Dans les mines du nord, après les Polonais, les Espagnols, les Italiens... il n'y avait plus grand monde pour descendre en bas. Alors ils sont venus nous chercher au pays du soleil. Dans mon village de l'Atlas, moi le Berbère à la peau déjà noir, j'ai pris le bateau après avoir signé un papier. Enfin ... signé ... je ne savais pas écrire alors j'ai mis un doigt dans l'encre. Cela nous a bien fait rire avec mon pote Bahsis . C'était au milieu des années soixante. On a vomi dans le bateau.
On est arrivé dans une gare puis dans un train, et puis il s'est mis à pleuvoir. Arrivé tout là haut en France on a trouvé des baraques en bois, sans chauffage. Et puis je suis descendu dans la mine.

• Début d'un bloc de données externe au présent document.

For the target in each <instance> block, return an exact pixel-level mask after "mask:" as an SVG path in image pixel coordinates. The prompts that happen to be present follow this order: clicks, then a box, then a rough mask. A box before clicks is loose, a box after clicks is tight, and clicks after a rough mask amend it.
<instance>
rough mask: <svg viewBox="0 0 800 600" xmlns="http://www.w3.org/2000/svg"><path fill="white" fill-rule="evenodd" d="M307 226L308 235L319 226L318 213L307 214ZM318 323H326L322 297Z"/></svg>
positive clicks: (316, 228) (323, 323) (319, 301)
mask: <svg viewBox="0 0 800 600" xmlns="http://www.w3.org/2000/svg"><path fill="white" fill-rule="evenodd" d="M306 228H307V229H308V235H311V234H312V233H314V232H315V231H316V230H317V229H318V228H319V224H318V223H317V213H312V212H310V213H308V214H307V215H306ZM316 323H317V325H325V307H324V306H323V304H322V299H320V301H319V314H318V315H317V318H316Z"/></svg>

Nous autres mineurs venus du Maroc nous n'avions que le droit de "fermer notre gueule" comme disait le contre-maître (qui comme chacun sait n'est pas contre, mais pour les maîtres). J'étais si malheureux que, des fois, je ne voulais pas remonter... Pourquoi faire ? Pour voir le ciel gris ? Pour voir le regard dégoûté des filles blondes ? Pour frapper en vain à la porte du syndicat qui nous disait : "ben oui les gars, votre contrat est mal foutu, on ne peut rien pour vous, déjà qu'on a du mal à faire reconnaître la silicose pour les nôtres !" Pour "les nôtres" disait le gars du syndicat. Nous, nous étions sous les mineurs, plus bas encore.
Un soir sans rien dire à personne je suis parti, c'était un samedi soir. J'étais resté longtemps. J'avais honte de revenir à la maison. Au téléphone deux fois par an je leur disais "qu'ici c'était beau et qu'on était heureux comme tout." Alors je ne suis jamais rentré. Je suis vieux et je sers des Kebabs à Paris dans une boutique minuscule qui pue la vieille huile.
Je touche 200 € de retraite de mineur. Bahsis lui est mort mangé par une haveuse sa mère a touché : 2.000 F de l'époque. Elle a ouvert une petite épicerie au bled je crois.